If you are looking to scrape Google Images, we already have a blog post that covers it.

Google Lens is known for it’s mobile app, widely available on iOS and Android. It’s popular because of the image recognition functionality which provides information and context about objects, text, and landmarks captured by a smartphone camera. It can identify and translate text, recognize plants and animals, provide information about products, and more, making it a valuable tool for visual search and augmented reality experiences.

On the other hand, Google Lens web version is a great tool for reverse searching an image. The search results could contain the knowledge graph of the subject, similar images that can be seen on the internet, and a great feature to find image sources.

Example search results of a giraffe image:

Google Lens search for giraffe. It results include other species of giraffe, a knowledge graph and a collection of similar images

Unlike similar images, which generally display giraffe images, the image sources feature is a great tool for showing the exact images that have been posted on the internet. The same angle, the same color, the same pose and etc, or at least something pretty close.

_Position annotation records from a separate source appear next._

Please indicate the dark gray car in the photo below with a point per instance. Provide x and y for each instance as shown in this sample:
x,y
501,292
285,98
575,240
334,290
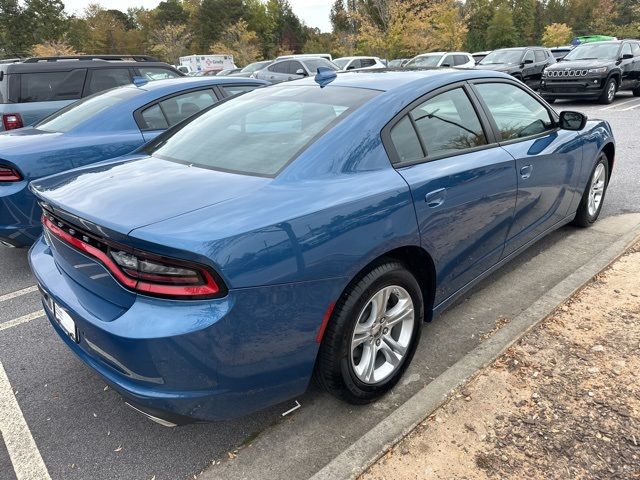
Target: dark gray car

Here is a walkthrough on accessing the image sources page:

0:00
/0:21

Google Lens search for giraffe photo (Using Chrome on a Mac)

At SerpApi, we have introduced a new Google Lens Image Sources API that enables you to scrape results from the Google Lens image sources page. We have a playground for the API that you can test out. In the rest of this article, we will demonstrate how to use the API to scrape Google Lens image sources page.

Why use an API?

  • No need to create a parser from scratch and maintain it.
  • Bypass blocks from Google: solve CAPTCHA or solve IP blocks.
  • No need to pay for proxies, and CAPTCHA solvers.
  • Don't need to use browser automation.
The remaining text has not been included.